Michael Landy

Another artist to have a discussion with the importance of possession, perhaps in its most literal sense is English artist Landy. His performance/ installation piece entitled ‘Break down’ (2001) saw Landy go through the painstaking process of creating a documented itinerary of his entire life possessions from paperclips to his car. Then go about the process of deconstructing everything he owned until it was in manageable sizes for feeding through an automated destruction line including crusher and shredder. The process was set up in the empty space of a ground floor department building on oxford st, from the street and through the glass passers by could see the complete demise or break down of the artists possessions and consumer life. In front of an audience he put everything he owned on to a conveyor belt and filled a glass space with the shredded remains. In doing so he was making a point about the crisis of ownership and consumption, stating that it was all totally unnecessary to existence. I think by this point he was very unhappy with the all consuming nature of the world coming out of Thatcher’s late 80’s and into the new Labor 90’s. It's an incredibly brutal way to make a point but i guess the most effective way to execute a concept like this. It's like if he was thinking of doing something less extreme with his possessions there would be a feeling that it could be taken a bit further, that the idea could be pushed more to a level that put across the poignancy of the concept. And that bit further would be this piece.
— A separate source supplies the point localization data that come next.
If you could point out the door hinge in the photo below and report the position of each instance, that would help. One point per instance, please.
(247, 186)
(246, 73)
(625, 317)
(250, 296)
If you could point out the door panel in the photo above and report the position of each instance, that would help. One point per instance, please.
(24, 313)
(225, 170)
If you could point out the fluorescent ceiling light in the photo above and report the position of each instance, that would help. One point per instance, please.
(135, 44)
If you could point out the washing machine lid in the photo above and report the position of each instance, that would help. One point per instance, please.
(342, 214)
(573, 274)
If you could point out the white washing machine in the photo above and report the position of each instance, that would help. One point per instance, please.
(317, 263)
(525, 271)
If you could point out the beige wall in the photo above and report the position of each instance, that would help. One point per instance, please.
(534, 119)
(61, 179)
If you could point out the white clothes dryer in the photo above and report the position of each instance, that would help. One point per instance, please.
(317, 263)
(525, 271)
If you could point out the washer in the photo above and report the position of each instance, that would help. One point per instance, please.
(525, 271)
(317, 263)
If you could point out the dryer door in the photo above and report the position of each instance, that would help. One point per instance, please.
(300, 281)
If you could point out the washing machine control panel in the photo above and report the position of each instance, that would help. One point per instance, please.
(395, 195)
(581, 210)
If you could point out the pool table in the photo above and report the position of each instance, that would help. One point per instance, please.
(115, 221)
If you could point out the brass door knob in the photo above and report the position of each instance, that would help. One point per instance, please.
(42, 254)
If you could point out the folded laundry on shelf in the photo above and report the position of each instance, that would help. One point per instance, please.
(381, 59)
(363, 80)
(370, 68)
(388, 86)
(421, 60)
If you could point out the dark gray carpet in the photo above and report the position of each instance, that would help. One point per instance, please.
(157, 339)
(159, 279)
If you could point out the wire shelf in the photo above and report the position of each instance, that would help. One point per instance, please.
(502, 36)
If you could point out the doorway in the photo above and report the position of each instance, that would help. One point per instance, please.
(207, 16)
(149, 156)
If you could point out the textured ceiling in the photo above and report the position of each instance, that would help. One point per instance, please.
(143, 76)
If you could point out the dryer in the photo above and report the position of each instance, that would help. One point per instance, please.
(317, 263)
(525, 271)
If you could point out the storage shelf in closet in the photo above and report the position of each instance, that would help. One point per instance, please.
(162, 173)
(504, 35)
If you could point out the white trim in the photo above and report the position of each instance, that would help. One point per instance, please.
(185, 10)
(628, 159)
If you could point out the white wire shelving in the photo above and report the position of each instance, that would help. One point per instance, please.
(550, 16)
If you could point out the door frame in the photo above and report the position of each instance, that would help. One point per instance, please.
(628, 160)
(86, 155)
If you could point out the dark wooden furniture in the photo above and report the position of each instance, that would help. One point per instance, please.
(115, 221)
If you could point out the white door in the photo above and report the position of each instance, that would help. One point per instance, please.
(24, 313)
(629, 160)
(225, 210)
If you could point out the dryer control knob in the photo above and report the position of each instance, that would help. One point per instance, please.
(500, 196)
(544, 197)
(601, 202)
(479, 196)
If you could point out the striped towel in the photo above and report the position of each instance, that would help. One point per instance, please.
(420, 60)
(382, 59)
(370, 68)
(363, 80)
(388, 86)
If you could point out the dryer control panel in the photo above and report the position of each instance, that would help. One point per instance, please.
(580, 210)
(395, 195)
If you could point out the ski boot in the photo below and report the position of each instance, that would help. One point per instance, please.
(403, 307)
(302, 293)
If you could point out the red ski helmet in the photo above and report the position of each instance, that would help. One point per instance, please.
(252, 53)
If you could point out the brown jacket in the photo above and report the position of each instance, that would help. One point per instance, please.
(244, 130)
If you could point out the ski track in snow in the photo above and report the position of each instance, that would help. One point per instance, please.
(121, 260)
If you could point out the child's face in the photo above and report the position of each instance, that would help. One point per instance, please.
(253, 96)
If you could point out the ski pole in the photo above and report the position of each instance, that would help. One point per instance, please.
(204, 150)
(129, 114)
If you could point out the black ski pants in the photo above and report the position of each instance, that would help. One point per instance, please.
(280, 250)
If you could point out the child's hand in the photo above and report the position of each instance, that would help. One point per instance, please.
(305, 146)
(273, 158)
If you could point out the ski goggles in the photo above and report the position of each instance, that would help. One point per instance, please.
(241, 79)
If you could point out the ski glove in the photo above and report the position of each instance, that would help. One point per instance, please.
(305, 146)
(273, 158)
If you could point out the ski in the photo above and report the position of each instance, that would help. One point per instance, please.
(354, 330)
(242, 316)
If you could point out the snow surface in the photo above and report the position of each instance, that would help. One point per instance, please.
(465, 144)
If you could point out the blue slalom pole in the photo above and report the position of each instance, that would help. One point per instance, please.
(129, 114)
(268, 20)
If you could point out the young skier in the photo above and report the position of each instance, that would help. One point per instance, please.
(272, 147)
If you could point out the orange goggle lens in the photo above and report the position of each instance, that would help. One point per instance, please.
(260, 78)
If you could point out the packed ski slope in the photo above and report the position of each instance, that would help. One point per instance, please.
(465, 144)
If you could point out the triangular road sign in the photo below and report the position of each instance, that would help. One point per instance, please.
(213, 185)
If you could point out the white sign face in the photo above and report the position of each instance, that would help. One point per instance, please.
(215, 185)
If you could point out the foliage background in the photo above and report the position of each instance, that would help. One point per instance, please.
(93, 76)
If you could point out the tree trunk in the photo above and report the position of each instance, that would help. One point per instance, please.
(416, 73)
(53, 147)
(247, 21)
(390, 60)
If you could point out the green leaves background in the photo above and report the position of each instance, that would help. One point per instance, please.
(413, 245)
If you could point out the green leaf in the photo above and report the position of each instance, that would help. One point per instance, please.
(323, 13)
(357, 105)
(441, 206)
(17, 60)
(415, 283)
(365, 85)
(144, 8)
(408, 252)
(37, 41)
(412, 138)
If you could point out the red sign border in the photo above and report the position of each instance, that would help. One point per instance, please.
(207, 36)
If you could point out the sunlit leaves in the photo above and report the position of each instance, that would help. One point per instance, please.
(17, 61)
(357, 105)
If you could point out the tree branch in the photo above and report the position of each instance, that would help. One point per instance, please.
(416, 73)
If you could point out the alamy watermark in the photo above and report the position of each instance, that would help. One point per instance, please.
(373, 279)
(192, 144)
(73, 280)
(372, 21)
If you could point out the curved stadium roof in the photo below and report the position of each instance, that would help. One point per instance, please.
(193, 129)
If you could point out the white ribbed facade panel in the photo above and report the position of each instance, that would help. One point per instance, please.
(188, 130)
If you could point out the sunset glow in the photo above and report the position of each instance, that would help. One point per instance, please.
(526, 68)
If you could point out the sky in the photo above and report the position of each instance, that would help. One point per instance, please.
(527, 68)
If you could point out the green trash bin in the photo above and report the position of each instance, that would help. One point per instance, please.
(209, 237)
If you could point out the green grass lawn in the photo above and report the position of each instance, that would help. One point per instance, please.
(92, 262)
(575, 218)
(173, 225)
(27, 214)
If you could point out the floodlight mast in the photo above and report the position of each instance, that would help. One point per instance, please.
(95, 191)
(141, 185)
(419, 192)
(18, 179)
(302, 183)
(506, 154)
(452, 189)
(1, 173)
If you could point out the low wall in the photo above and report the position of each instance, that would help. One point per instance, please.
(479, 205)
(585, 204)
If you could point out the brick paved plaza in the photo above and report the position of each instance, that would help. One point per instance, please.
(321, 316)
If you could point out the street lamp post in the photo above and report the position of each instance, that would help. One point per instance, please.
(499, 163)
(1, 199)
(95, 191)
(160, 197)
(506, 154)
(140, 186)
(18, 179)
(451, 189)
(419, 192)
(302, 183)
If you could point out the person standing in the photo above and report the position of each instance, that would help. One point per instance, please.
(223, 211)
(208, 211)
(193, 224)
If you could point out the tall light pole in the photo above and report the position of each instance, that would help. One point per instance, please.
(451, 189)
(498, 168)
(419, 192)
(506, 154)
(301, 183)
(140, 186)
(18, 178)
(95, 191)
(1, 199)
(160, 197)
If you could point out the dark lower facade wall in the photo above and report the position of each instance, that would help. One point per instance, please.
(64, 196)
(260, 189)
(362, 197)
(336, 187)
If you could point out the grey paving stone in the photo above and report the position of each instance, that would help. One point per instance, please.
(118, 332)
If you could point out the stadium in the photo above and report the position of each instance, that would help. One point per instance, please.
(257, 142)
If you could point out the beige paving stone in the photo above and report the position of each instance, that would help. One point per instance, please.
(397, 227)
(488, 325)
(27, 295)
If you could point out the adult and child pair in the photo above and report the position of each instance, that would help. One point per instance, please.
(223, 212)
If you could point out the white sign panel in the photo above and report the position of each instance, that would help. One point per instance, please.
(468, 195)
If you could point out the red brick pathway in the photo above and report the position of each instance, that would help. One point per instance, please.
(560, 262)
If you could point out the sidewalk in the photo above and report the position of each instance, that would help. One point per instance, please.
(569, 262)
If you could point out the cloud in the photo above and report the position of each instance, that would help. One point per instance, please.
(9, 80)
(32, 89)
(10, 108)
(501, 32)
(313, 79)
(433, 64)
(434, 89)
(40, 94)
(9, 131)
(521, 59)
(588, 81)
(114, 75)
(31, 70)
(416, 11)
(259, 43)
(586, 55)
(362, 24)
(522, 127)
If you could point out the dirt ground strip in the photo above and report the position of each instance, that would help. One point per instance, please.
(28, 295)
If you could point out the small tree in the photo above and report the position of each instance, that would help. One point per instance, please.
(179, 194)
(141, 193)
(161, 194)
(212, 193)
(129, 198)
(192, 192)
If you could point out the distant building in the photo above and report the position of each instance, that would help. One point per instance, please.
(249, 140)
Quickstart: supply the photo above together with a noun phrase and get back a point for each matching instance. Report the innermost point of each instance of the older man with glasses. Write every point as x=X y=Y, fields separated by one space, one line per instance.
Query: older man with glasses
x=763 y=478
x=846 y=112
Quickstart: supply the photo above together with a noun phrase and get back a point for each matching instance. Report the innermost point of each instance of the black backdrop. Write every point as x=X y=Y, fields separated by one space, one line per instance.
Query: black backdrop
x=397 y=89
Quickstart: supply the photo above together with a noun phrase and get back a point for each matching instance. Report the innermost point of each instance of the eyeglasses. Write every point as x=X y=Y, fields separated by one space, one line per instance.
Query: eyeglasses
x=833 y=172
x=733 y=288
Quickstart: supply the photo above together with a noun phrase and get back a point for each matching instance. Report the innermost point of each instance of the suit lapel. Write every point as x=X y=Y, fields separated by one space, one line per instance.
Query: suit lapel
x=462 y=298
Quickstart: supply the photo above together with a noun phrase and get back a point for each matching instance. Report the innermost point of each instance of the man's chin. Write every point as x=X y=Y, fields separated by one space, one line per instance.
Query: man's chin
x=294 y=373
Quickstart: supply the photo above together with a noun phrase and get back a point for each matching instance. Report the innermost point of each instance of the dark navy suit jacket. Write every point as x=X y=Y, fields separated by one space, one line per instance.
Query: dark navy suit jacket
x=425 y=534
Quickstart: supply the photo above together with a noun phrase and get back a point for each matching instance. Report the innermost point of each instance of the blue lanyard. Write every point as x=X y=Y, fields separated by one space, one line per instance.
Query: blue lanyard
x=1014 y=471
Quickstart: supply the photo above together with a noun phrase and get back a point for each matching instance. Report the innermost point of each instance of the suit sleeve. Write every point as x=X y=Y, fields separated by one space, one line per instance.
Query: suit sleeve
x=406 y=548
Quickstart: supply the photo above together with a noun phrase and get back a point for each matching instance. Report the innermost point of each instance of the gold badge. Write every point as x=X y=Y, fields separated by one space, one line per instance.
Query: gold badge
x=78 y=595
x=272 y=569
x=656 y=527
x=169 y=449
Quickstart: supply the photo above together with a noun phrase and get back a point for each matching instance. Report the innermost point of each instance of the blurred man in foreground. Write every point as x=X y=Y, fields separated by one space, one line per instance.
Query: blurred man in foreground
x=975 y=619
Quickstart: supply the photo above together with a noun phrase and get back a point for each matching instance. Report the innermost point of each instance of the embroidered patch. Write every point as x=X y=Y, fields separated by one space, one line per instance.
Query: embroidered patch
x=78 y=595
I have a lot of similarities in my views on what is wrong with mass consumer culture and there are points which chime with what i'm doing in this project, but the point I’m making with my work is wholly more upbeat and less serious. I don’t really feel the need to make such a point as I don’t really feel like it’s very ‘me’. I would much rather leave that aspect to others and make a point much more lightheartedly with a tongue in cheek attitude.